Unstructured growth of irregular architectures for optimized metastructures

Mechanical metastructures have been prevailing recently owing to their unusual mechanical responses. Despite notable progress in designing periodic metastructures, creating irregular and stochastic metastructures with optimized performance remains challenging because of the enlarged design space. In this study, we introduce a novel approach to realize the unstructured growth of irregular architectures for optimized metastructures. A “growth”-like design scheme is proposed to facilitate random yet controllable growth of predefined building blocks on an unstructured graph toward desired bulk properties. We also formulate a topology optimization framework that simultaneously optimizes building block selection and transformation (scaling, skew, and rotation) to generate metastructures with various optimized mechanical functionalities. These functionalities are achieved by harnessing the diverse homogenized material properties spanned by various frequency combinations of building blocks and the microstructure's transformations.
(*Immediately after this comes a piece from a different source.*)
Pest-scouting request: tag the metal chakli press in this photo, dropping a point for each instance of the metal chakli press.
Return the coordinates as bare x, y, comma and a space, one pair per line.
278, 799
We discover metastructures that ensure geometric integrity and exhibit explicitly controllable and globally uniform feature sizes beneficial for fabrication. Moreover, the transformation-based topology optimization ensures these metastructures naturally conform to the boundaries of the design domain and can serve as mechanical infills. The proposed approach holds promise for uncovering optimized metastructures applicable across a wide array of engineering applications.